Well you can call me a google dork :)

There are quite a number of liberal Malays especially from where I live. I'm from one of those suburbs where the percentage of English speaking snobs is comparatively high. Though I do agree that the freethinkers are too quite to be seen as we don't really "come out of the closet" and tell the world what we think (for very good reasons).

Honestly, I never really thought much about faith and religion when I was still in school. My school was pretty open and they almost never forced anyone to where the tudung - though my primary school did made sure we did during religious classes.
My environment changed drastically when I entered a compartmentalized pre-u scholarship program at a local uni of 60-odd students. 99% Malays. Majority are from MRSM type of schools. And I was literally the only Malay girl without the tudung.
Most of them are definitely conservatives who do not seem to see any shades of grey. The girls have an (almost) weekly usrah gatherings (religious talk/chat/class type of thing) which I have tried to surreptitiously not attend - in one of the gatherings that I actually did attend they were discussing about apostasy and how it is an insult to Islam. (I have a vivid memory of a girl trying to pronounce the word "secularists" as if it was some alien word). I felt like I have entered the underworld. These are people who are supposedly going to be studying overseas under scholarships and they will become the future "ambassadors" of the multicultural Malaysia.

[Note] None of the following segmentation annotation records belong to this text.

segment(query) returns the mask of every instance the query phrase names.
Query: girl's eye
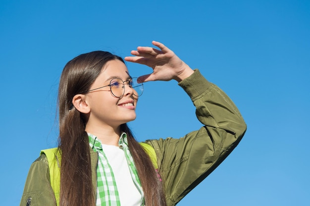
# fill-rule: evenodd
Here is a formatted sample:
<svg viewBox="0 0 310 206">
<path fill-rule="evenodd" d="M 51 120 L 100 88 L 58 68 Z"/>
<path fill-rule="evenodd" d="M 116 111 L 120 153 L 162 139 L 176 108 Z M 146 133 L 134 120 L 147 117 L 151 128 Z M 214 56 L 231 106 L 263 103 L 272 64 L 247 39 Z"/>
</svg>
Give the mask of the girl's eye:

By the way that mousy Malay girl with the baju kurung and tudung is real. I have three of them as my housemates (just out of curiosity, why was this in foreign press?). It's a horrible stereotype but stereotypes only exist if there is truth to it.

I must sound like I do not like Malays now (which is of course not true) though I have convinced myself this is how the majority of Malays are like. Gone are my idealistic muhibbah dreams.

Yeap things have definitely changed since our parents' time. Malays are just true-conformists. The sultan converts, we convert. The British came, we hardly put up a fight, we started speaking English, we let them bring immigrants in. Imagine if all these had happen to some proud country in the middle-east. Chaos. The same thing is happening now with all the conservatism and the almost fatalistic view on religion. Well at least that is my take on the current trend.

I find comfort that we have a "comparatively sensible" government. I feel that Badawi is sincerely trying his best to work forward while manoeuvering around sensitive topics. Though I did find the general UMNO assembly quite disturbing by all accounts. (Some digression here)I find the whole Malay privilege thing rather stupid and some politicians are definitely taking it a little bit too far. The fact that they demand "special privileges" just proves that Malays cannot survive on their own in the real world. They should instead "berkobar-kobar" to figure out when they can do away with it to show that we are indeed capable of achieving without anymore help.

Anyway you're right that it is utterly impossible for Malaysia to turn into a Taliban like state (though Kelantan is on its way there). I just hope that the ordinary Malay Muslim can see that not all Malays are Muslims or even practicing Muslims and that religion should be of personal matter and not of the authorities. Basically if a religion was so perfect it wouldn’t need fines and counseling sessions.

My classmates would kill me if they knew I have just wrote all of the above.